The study refers to nations causing the bulk of the issue as “free riders” and says that the lack of repercussions from their actions “acts as a disincentive for them to mitigate their emissions.”

“Generally, if you’re a nation who is vulnerable to climate change, you’re very likely to not be causing the problem,” Watson says. “Conversely, if you’re a nation causing climate change, you’re likely not to be vulnerable so there’s [a] mismatch between those causing the problem and those who are actually suffering from the problem, which is a very concerning mismatch around this equity issue.”

This is where others investigating climate change such as Joseph Romm, author of “Climate Change: What everyone needs to know,” beg to differ.

“I’m not that thrilled with this particular study,” says Mr. Romm in a phone interview. " 'Second-hand smoke’ is a good analogy but remember that first-hand smoke has plenty of problems too... It is certainly clear that the rich nations have gotten rich on fossil fuels and that many of the world’s poorest countries are going to suffer a great deal and they didn’t contribute at all. It’s also clear that the US isn’t doing its fair share. Those points are sort of indisputable.”

The study overstates the inequity issue, Romm says, adding, "I don’t like leaving people with the impression that it's only poor countries far away that are taking the brunt of climate change. We are the world’s breadbasket and very vulnerable to changes in precipitation, drought, snowstorm, and tornadoes. We’re a country that is quite vulnerable to changes in extreme weather events and sea level rise.”

Watson clarifies the point of the study by saying, “Everyone is vulnerable to climate change. It’s not that [poorer nations are] not vulnerable, it’s just that the ones who are extremely vulnerable are the ones who are not causing the problem. There is no doubt that every nation on earth – every human on earth – will be suffering some kind of consequence of climate change, now and into the future.”

“What’s concerning is that ever since 1993 and the Rio Earth Summit [of the United Nations], this whole concept of shared differentiated responsibilities has been central to negotiations and yet 20 years on this is completely ignored,” Watson says. “It’s doesn’t come up.
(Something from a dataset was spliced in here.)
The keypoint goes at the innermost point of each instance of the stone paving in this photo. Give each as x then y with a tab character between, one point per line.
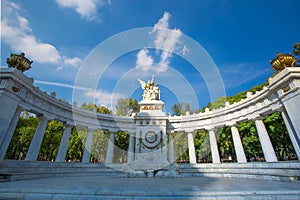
99	187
It’s not dealt with. The Paris Agreement [from the United Nations Conference on Climate Change in December] may be a significant step forward in global climate negotiations. The inequity has to be rectified if this is to be a fair process.”

"With climate change, the stakes are particularly high for the world's poor,” writes Keith Gaby, communications director for the Climate & Air Environmental Defense Fund, in an email response to the study. “That’s part of the reason that those countries who did the most to cause this problem have a moral obligation to take ambitious action. That’s in addition to our responsibility to our own children and grandchildren."